In general, how can we make size of all the pages same?


Solution

  • You have tagged this question "ghostscript" but I assume by your use of subprocess.call() that you are not averse to using Python.

    The pagemerge canvas of the pdfrw Python library can do this. There are some examples of dealing with different sized pages in the examples directory and at the source of pagemerge.py. The fancy_watermark.py shows an example of dealing with different page sizes, in the context of applying watermarks.

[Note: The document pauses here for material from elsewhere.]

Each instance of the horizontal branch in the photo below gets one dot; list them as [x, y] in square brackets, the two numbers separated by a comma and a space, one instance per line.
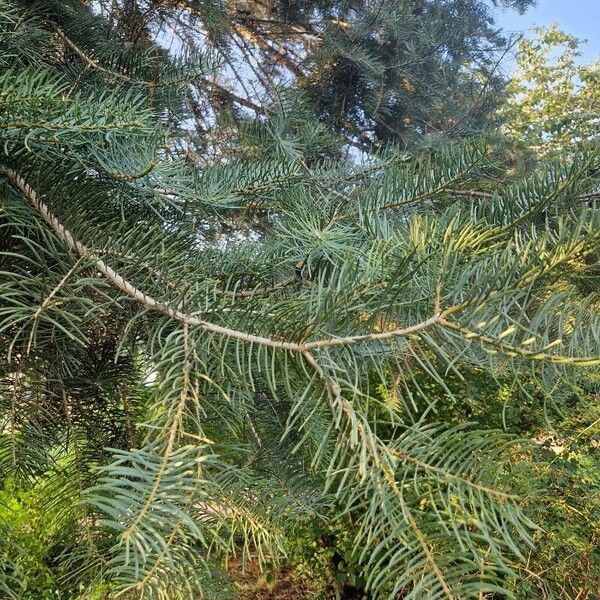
[190, 319]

    pdfrw can rotate, scale, or simply position source pages on the output. If you want rotation or scaling, you can look in the examples directory. (Since this is for homework, for extra credit you can control the scaling and rotation by looking at the various page sizes. :) But if all you want is the second page to be extended to be as long as the first, you could do that with this bit of code:

    from pdfrw import PdfReader, PdfWriter, PageMerge
    
    pages = PdfReader('hw1.pdf').pages + PdfReader('hw6.pdf').pages
    output = PdfWriter()
    
    rects = [[float(num) for num in page.MediaBox] for page in pages] 
    height = max(x[3] - x[1] for x in rects)
    width = max(x[2] - x[0] for x in rects)
    
    mbox = [0, 0, width, height]
    
    for page in pages:
        newpage = PageMerge()
        newpage.mbox = mbox              # Set boundaries of output page
        newpage.add(page)                # Add one old page to new page
        image = newpage[0]               # Get image of old page (first item)
        image.x = (width - image.w) / 2  # Center old page left/right
        image.y = (height - image.h)     # Move old page to top of output page
        output.addpage(newpage.render())
    
    output.write('homeworks.pdf')
    

    (Disclaimer: I am the primary pdfrw author.)